De zinsnede: ‘Men kan het er over eens zijn dat dementie geen ziekte is, maar een klinisch syndroom’ is voor mij onbegrijpelijk. Het woord syndroom wordt algemeen gebruikt voor talrijke ziekteprocessen met uiteenlopende verschijnselen. Het feit dat een ziekteproces op verschillende oorzaken kan berusten, wettigt naar mijn mening niet om het predikaat ‘ziekte’ daaraan te onthouden.

Gezien het belang dat aan een consensus wordt gehecht als richtlijn voor het medisch handelen, heb ik mij verplicht gevoeld de genoemde bezwaren te formuleren.

P. Formijne

Nijmegen, mei 1989,

De belangwekkende brief van collega Formijne noopt tot verduidelijking van het verslag van de consensusbijeenkomst over de diagnostiek bij het dementiesyndroom. Inderdaad is in de eerste fase van het diagnostisch proces, die van het vaststellen van het dementiesyndroom, de factor reversibiliteit buiten beschouwing gelaten.
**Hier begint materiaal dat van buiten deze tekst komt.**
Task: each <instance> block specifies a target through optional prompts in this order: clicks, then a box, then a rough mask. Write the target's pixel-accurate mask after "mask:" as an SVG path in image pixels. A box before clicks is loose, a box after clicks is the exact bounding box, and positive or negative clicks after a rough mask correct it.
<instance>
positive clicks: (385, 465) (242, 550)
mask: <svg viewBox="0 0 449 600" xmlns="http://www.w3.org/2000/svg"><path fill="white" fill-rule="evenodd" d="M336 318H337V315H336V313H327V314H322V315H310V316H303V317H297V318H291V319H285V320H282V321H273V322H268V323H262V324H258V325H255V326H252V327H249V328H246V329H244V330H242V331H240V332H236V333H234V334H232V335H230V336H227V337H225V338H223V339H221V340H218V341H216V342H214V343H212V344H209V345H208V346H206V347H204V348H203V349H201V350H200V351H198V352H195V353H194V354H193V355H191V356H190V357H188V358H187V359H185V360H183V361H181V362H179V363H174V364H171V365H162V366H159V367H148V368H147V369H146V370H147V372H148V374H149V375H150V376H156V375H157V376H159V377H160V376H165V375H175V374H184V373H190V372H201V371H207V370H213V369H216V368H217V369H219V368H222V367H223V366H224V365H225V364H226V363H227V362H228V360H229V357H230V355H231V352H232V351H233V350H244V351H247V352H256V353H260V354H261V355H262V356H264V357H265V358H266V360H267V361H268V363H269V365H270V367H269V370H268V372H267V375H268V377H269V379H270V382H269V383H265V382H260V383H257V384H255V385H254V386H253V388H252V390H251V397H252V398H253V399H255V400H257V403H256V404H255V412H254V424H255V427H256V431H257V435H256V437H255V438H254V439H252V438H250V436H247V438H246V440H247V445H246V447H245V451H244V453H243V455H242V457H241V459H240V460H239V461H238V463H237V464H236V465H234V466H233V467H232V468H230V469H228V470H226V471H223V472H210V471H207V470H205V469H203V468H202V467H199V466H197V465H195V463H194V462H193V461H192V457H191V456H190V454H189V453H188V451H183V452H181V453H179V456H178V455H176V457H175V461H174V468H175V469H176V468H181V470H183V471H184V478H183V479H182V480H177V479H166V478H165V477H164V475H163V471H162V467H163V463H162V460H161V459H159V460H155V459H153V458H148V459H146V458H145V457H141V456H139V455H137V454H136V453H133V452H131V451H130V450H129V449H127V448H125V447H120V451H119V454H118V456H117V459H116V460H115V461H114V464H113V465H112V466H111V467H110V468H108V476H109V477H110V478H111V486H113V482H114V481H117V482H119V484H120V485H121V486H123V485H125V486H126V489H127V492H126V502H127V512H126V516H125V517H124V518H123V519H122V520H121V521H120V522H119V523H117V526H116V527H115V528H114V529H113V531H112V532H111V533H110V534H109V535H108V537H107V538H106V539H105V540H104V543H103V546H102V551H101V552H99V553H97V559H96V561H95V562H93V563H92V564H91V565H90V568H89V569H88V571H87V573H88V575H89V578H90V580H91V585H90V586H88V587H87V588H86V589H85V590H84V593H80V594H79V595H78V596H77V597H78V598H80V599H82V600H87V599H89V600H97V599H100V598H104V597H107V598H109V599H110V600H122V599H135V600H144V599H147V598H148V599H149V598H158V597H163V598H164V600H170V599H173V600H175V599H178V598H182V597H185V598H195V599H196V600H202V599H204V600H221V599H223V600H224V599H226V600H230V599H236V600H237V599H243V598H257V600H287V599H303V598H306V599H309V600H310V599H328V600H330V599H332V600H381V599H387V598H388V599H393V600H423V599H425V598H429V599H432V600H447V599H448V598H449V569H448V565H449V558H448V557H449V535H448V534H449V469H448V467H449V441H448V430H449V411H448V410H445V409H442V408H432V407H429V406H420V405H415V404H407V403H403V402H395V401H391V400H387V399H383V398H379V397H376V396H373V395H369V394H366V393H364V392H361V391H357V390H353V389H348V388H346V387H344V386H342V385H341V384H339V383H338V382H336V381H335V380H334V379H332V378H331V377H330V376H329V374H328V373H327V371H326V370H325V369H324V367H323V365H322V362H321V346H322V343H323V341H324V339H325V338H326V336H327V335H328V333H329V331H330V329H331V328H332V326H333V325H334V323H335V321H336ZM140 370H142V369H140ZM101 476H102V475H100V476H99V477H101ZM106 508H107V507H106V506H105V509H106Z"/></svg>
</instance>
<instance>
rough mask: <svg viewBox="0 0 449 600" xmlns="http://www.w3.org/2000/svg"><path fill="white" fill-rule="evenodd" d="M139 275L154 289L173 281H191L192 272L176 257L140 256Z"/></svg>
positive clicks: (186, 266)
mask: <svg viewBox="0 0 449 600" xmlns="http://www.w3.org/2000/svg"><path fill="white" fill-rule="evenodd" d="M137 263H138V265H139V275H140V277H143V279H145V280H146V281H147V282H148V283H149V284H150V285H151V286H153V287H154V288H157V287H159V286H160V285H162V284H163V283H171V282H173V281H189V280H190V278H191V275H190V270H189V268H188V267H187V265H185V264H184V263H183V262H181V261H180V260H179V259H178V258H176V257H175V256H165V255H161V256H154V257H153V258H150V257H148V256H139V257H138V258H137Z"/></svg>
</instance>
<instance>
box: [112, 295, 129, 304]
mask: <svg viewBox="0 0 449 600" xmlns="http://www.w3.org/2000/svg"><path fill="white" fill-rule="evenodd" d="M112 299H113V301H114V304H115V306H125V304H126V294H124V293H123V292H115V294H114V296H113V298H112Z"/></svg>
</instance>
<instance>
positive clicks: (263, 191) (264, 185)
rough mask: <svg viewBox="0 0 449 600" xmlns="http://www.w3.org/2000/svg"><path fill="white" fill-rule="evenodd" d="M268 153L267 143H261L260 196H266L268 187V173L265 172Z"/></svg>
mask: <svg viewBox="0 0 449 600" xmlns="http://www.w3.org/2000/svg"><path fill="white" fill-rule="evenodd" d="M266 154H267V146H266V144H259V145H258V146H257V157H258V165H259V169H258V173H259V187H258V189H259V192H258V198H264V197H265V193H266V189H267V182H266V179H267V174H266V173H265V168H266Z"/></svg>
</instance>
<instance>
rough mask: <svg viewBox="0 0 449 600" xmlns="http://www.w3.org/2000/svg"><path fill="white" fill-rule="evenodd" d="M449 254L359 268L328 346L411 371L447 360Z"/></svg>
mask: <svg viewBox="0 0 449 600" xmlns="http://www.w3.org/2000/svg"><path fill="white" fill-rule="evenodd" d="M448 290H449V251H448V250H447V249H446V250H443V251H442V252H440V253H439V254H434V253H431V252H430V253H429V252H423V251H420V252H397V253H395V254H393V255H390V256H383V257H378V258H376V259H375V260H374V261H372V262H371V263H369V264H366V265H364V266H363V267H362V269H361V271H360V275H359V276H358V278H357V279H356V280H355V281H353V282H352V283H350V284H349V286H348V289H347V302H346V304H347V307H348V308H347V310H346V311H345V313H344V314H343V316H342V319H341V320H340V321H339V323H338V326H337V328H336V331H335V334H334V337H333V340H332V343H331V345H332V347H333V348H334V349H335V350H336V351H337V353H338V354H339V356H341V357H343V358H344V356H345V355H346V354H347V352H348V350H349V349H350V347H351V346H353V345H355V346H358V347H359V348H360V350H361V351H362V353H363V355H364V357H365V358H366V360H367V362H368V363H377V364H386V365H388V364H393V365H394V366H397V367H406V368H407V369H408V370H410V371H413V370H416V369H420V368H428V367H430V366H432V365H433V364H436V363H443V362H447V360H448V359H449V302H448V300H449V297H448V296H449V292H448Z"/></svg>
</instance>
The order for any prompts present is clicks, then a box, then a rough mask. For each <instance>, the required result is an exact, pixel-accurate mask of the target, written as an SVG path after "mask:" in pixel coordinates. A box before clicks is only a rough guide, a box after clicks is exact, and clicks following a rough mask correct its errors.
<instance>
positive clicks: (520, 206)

Bij de volgende en noodzakelijke stap, die van de analyse van de aan het dementiesyndroom ten grondslag liggende ziektebeelden, komt het aspect van het al of niet reversibel zijn van het dementiesyndroom wel aan de orde. Dan blijkt, dat in de meerderheid der gevallen het dementiesyndroom uiting is van een irreversibel ziektebeeld en dat op zijn gunstigst in 10 tot 30% der gevallen sprake is van een reversibel, dan wel stuitbaar, dan wel behandelbaar ziektebeeld.1 Bij de consensus zijn de mogelijkheid en de mate van reversibiliteit niet a priori buiten beschouwing gelaten, maar gereserveerd voor de tweede fase van het diagnostisch proces.

Er zijn ‘arrestable or reversible causes of dementia’ met lage prevalentie en ‘progressive or fixed dementia-producing pathological states that affect the brain’ met hoge prevalentie.2 Beide categorieën manifesteren zich als dementiesyndroom. Het is dan ook juist, dat de diagnose dementiesyndroom ook gesteld wordt bij aandoeningen, waarbij de mogelijkheid van herstel redelijkerwijs overwogen moet worden.

Stoornis in het abstracte denken is slechts één van de vier mogelijkheden uit de tweede groep stoornissen, die onderdeel vormen van de criteria voor het stellen van de diagnose dementiesyndroom volgens de Diagnostic and statistical manual of mental disorders (DSM-III-R).3 Aanwezigheid van deze stoornis wordt bepaald door ‘inability to find similarities and differences between related words, difficulties in defining words and concepts, and other similar tasks’.

De vierde aanmerking van collega Formijne is van semantische aard. In de consensusbijeenkomst werd het begrip syndroom gedefinieerd als niet op basis van toeval samengaande symptomen zonder éénduidige oorzaak. Het begrip ziekte of nosologische entiteit werd van toepassing geacht op de aan het dementiesyndroom ten grondslag liggende ziektebeelden met bekende oorzaak.

B.P.M. Schulte
Literatuur
  1. Rabins PV. The reversible dementias. In: Arie T, ed. Recent advances in psychogeriatrics. London: Churchill Livingstone, 1985: 93-102.

  2. Consensus Conference. Differential diagnosis of dementing diseases. JAMA 1987; 258: 3411-6.

  3. American Psychiatric Association (APA). Diagnostic and statistical manual of mental disorders. Third edition – revised (DSM-III-R). Washington: APA, 1987: 103.